I tend to use it sometimes for convenience for callers, something like:

abstract public class Animal { }

public class Mouse : Animal { }



public class AnimalTrap
{
    public Animal TrappedAnimal { get; }
}

public class MouseTrap : AnimalTrap
{
    new public Mouse TrappedAnimal
    {
        get { return (Mouse)base.TrappedAnimal; }
    }
}

So the caller doesn't have to cast to Mouse themselves when the derived class guarantees the trapped animal will always be a mouse. And polymorphic functionality stays intact.

herzmeister der welten
+1 This is a nice clear example of return type covariance that Eric Lippert's blog post talks about. I had to stop and think in order to grok the IEnumerable<T> example, but this is straight forward.
ScottS
@ScottS: This is a good example of method hiding but it has nothing to do with return type covariance.
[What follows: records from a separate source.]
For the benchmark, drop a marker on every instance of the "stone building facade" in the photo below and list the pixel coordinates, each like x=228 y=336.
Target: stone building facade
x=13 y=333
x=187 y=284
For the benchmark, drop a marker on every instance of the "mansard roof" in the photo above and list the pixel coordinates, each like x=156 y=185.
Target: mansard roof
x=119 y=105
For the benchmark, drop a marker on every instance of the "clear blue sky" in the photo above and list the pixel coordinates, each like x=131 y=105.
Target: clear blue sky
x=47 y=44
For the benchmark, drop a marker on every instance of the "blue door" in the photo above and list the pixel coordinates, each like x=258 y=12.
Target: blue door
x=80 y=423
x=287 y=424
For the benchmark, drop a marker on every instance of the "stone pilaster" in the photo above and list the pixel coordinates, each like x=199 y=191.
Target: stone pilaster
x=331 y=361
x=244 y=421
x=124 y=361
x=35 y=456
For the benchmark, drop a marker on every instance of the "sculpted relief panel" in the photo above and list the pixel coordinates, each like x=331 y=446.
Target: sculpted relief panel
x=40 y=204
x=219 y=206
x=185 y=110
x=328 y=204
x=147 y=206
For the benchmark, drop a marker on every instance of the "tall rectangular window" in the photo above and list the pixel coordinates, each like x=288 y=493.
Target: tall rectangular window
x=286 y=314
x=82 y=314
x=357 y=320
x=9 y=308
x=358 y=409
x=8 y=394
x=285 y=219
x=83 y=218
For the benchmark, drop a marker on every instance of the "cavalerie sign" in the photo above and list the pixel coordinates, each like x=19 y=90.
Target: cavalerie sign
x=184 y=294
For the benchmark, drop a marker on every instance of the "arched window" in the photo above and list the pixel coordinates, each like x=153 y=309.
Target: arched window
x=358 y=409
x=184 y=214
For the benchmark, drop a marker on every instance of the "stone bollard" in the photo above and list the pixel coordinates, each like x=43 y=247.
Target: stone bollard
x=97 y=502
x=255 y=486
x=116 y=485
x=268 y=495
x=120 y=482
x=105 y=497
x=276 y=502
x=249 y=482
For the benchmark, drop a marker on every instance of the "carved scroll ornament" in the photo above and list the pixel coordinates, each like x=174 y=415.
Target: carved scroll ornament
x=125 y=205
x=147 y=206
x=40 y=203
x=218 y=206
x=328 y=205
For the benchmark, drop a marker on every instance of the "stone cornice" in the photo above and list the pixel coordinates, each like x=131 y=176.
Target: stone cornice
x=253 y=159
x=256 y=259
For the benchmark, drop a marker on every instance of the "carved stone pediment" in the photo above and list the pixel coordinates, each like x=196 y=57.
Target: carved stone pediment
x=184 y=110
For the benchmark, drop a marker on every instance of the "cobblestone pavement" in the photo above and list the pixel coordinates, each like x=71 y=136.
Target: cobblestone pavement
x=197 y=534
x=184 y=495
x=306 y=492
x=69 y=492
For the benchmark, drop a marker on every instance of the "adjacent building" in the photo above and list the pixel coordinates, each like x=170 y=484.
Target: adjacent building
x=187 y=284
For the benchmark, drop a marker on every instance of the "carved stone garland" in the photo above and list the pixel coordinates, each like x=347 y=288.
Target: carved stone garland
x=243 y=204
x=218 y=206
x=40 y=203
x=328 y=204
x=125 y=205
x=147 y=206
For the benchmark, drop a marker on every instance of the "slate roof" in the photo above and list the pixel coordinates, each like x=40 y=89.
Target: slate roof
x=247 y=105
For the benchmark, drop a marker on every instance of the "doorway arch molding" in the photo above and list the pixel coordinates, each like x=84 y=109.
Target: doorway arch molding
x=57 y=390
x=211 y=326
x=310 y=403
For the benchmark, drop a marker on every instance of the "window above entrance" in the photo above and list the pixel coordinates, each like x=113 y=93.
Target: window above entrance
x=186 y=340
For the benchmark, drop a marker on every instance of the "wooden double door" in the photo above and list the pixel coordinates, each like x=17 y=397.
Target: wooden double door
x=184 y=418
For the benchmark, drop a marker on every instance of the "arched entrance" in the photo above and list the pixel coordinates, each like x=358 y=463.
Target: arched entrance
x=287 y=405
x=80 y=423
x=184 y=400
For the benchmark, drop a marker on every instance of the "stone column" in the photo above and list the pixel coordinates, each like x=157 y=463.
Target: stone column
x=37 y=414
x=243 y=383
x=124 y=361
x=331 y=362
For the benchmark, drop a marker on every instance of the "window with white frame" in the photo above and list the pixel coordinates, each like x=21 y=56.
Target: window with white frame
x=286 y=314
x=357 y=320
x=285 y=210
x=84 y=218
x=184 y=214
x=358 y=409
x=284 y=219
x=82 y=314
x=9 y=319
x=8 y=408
In fact, there's no type safety guarantee here, a caller could cast `MouseTrap` back to `AnimalTrap` and put a different type of `Animal` in there.
Aaronaught
@Aaronaught, my understanding of return type covariance is simply changing a methods return type in a derived class. Am I missing something? This emulation of return type co-variance does require that the new return type can be cast to be compatible with it's parent(s) return type(s). Presumably MouseTrap has some logic that only allows it to trap mice. Then you can call AnimalTrap.TrappedAnimal on an instance of MouseTrap and you will safely get a Mouse.
ScottS
@ScottS: The concept of covariant return types applies to overridden methods - if you can override the base method, but return a more specific type than the base class, that means the language allows covariant return types. (Incidentally, C# doesn't, although it supports other types of co/contra-variance.) Method hiding isn't covariance - you could have a method declared with `new` return any type at all.
Aaronaught
And @ScottS - it's not "safe" either, the base `AnimalTrap` is not guaranteed to contain an instance of `Mouse`, so this could quite possibly throw an `InvalidCastException` under the wrong circumstances. The method is just there for convenience, so callers who already know that it's a `MouseTrap` don't have to keep writing casts.
Aaronaught
@Aaronaught, I agree this is not true return type co-variance, but is as close of facsimile to return type co-variance that c# supports. If you need return type co-variance in c# this appears to be the best technique to apply. As for the invalid cast, I was assuming that the omitted code that traps animals would ensure that mouse traps only trap mice, thus guaranteeing the cast will not be a problem.
ScottS
+2  A: 

The most common example I can think of here is things like DbCommand vs SqlCommand; the concrete types (SqlCommand etc) generally do a lot of method hiding to make the return types of properties / methods display the correct implementation type. This is because the related objects themselves have additional (implementation-specific) features, and the caller doesn't want to have to cast every time they call do anything.